| PROPOSAL NUMBER: | 03-II T3.02-9919 |
| PHASE-I CONTRACT NUMBER: | NNC04CA98C |
| RESEARCH SUBTOPIC TITLE: | Space Power and Propulsion |
| PROPOSAL TITLE: | Multijunction Ultralight Solar Cells and Arrays |
| SMALL BUSINESS CONCERN (SBC): | RESEARCH INSTITUTION (RI): | ||
| NAME: | EIC Laboratories, Inc. | NAME: | University of Florida |
|---|---|---|---|
| ADDRESS: | 111 Downey Street | ADDRESS: | 223 Grinter Hall, PO Box 115500 |
| CITY: | Norwood | CITY: | Gainesville |
| STATE/ZIP: | MA 02062-2612 | STATE/ZIP: | FL 32611-5500 |
| PHONE: | (781) 769-9450 | PHONE: | (352) 392-1582 |
PRINCIPAL INVESTIGATOR/PROJECT MANAGER
(Name,Email)
Krishna C. Mandal
kmandal@eiclabs.com
U.S. Citizen or Legal Resident: Yes
TECHNICAL ABSTRACT (LIMIT 200 WORDS)
There is a continuing need within NASA for solar cells and arrays with very high specific power densities (1000-5000 kW/kg) for generating power in a new generation of ultralight space payloads. An emerging technology with promise to meet these ambitious goals are solar cells based on very thin films of discrete layers or interpenetrating networks (IPNs) of organic donors and acceptors. It is also recognized in the field of thin film inorganic solar cells, that it is possible to stack cells tuned to the blue, green and red portions of the solar spectrum, thus harvesting photons with less degradation of their energy. Theoretical efficiencies for multijunction solar cells are ~70% compared to ~30% for single junction devices. Indeed, these multijunction solar cells hold the current record for solar conversion efficiency. In this proposed joint STTR program between EIC Laboratories and the University of Florida, we will develop multijunction organic donor-acceptor solar cells as a means to achieve higher efficiencies than can be realized with single junction devices. Phase II will continue with development of high mobility, bandgap engineered organic donors and acceptors, as well as develop three junction devices and scaled up devices on lightweight flexible polymer substrates.

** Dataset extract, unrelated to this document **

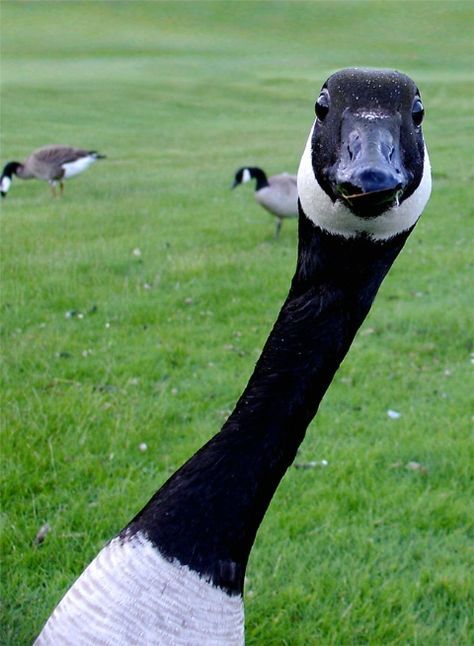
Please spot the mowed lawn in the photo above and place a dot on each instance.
(134, 308)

POTENTIAL NASA COMMERCIAL APPLICATIONS (LIMIT 100 WORDS)
NASA applications include power for microsatellites and planetary landers, and for powering adaptive optical flexible mirrors and antennas. Future needs include longterm power for deployed planetary exploration.
POTENTIAL NON-NASA COMMERCIAL APPLICATIONS (LIMIT 100 WORDS)
Commercially, the solar cells promise to be a lightweight and economical alternative to traditional photovoltaics, with projected cost of <$1/peak watt. The global energy photovoltaic market is growing rapidly, and is projected to be >$1 billion by 2010.